Imagine a little black boy's heart breaking when, one month before college at USC, he receives a booklet featuring all the school's fraternities. Many of the frats have group shots. The freshman-to-be notices the absence of black males.
"Why are there no blacks," I ask Kelvin, a co-worker at my summer job. Kelvin's an upperclassman in a frat at Ball State. He knows things. He explains to me how the college Greek system is segregated and that I won't be joining any white fraternities at my new dream school in California.
A month later, I arrive at the University of Southern Cal in 1980. The week before school starts, some of the USC Sigma Chi's call me nigger. Imagine how hurtful that felt, surviving my abusive childhood so I could find my special white boy in California, only to be called nigger a week before school starts by the very white boys who rule the school's social life and refuse to let me into their fraternity, all on the account of the color of my skin.

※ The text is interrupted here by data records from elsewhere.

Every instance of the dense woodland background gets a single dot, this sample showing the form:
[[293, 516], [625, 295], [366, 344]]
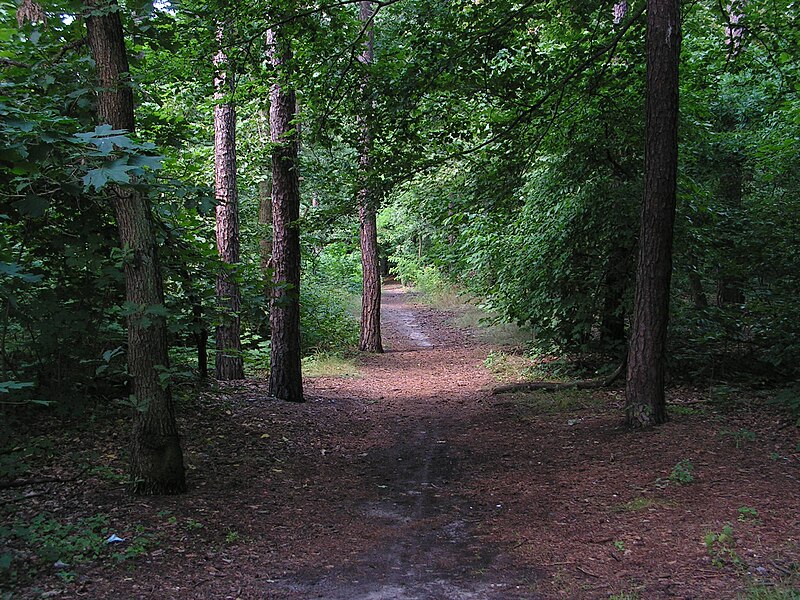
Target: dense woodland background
[[500, 146]]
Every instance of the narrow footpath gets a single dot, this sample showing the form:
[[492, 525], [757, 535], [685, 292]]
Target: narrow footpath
[[409, 480]]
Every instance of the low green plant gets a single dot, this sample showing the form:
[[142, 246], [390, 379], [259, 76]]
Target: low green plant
[[747, 514], [682, 473], [44, 542], [232, 537], [682, 409], [721, 547], [776, 592], [625, 596], [329, 364], [740, 436], [642, 503]]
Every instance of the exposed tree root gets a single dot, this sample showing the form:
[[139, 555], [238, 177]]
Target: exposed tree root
[[590, 384]]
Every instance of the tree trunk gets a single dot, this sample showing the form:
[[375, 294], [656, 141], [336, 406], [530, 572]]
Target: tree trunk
[[285, 378], [646, 356], [370, 338], [229, 362], [265, 219], [156, 456]]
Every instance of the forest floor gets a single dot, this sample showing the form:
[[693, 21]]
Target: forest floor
[[410, 480]]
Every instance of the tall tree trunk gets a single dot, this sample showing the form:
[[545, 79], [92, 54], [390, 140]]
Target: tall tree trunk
[[285, 378], [612, 324], [156, 456], [265, 219], [370, 338], [229, 362], [646, 356]]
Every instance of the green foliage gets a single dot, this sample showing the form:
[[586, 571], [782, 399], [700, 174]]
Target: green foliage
[[37, 545], [740, 437], [325, 321], [721, 547], [771, 592], [747, 514], [788, 399]]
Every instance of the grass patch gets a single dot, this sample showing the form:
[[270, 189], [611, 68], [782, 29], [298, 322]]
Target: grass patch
[[327, 364], [770, 592], [684, 410], [642, 503], [561, 401], [506, 367], [625, 596]]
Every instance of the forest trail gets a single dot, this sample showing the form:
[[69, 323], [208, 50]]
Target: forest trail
[[409, 481]]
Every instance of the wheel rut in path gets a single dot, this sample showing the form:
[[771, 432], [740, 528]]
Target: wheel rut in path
[[427, 386]]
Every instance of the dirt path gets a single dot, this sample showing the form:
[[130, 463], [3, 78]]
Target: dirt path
[[427, 388], [411, 481]]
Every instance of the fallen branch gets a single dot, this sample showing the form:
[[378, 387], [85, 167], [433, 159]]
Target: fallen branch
[[590, 384]]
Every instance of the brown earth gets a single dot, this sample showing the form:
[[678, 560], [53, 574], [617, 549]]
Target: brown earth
[[412, 481]]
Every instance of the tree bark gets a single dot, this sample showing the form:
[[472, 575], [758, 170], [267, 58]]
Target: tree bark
[[156, 456], [285, 378], [612, 323], [370, 336], [647, 350], [229, 362]]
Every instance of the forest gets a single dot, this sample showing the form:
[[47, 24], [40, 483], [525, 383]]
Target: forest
[[436, 299]]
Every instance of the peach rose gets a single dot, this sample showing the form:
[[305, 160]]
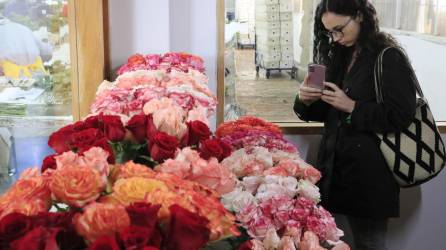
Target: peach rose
[[101, 219], [167, 199], [76, 186], [135, 189], [131, 169], [32, 188], [199, 113], [215, 176], [67, 159], [174, 182], [26, 207], [30, 173], [96, 158], [178, 168]]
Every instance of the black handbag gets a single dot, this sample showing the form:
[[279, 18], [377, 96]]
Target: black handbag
[[416, 154]]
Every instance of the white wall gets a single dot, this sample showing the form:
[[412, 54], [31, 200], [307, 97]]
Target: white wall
[[193, 29], [137, 26], [422, 208], [150, 26]]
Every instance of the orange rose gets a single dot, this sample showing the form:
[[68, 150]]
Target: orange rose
[[100, 220], [135, 189], [76, 186], [26, 207], [167, 199], [221, 222], [131, 169], [174, 182], [136, 59]]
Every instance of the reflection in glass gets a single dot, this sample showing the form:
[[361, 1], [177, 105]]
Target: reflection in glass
[[35, 82]]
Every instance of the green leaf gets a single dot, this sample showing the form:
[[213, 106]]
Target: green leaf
[[61, 207], [146, 160], [125, 151]]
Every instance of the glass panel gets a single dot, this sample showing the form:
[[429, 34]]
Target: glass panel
[[266, 43], [35, 81]]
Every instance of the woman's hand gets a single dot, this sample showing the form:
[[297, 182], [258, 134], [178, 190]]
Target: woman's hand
[[307, 94], [337, 98]]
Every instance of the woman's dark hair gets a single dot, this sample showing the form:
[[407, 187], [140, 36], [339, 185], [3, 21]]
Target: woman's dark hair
[[370, 37]]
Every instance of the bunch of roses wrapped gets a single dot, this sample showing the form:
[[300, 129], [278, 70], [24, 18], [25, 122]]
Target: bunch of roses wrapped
[[113, 202], [275, 198], [144, 171], [169, 61]]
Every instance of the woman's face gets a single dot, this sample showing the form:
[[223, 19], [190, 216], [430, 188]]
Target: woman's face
[[342, 29]]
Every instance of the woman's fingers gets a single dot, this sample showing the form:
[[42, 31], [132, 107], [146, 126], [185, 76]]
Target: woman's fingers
[[310, 89], [331, 86], [328, 99], [329, 93]]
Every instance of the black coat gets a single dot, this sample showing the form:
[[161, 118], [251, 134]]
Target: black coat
[[356, 180]]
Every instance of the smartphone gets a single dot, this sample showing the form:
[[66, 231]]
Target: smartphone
[[316, 75]]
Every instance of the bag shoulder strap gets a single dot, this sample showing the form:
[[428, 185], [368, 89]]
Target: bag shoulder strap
[[378, 71]]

That's just one of a long list of times white men have broken the heart of the little boy inside me. Every time I read online personal ads and read the words WHITES AND LATINS ONLY, NO BLACKS, NO ASIANS, SORRY NOTHING PERSONAL, it hurts. It hurts.
Every time I'm among gay men and they look past me, thru me, behind me, as if I'm not there, it hurts. Same for every time I cruise sites like bigmuscle.com and see profiles that include no blacks as their favorites.
It hurts, but it doesn't change how I feel in love with white men. And it doesn't change the fact that many black people get upset when they hear a black man waxing poetic about the color white.
Those black people will need to be angry at a lot of their own. Many black children grow up favoring white people, wanting to be white and dreaming of having "yellow hair," which is how a young cousin once put it (age six).
When I was a child, I fell in love with white people. When I became sexual, I fell love with white men. I am not alone. My story is one lived by many a black child.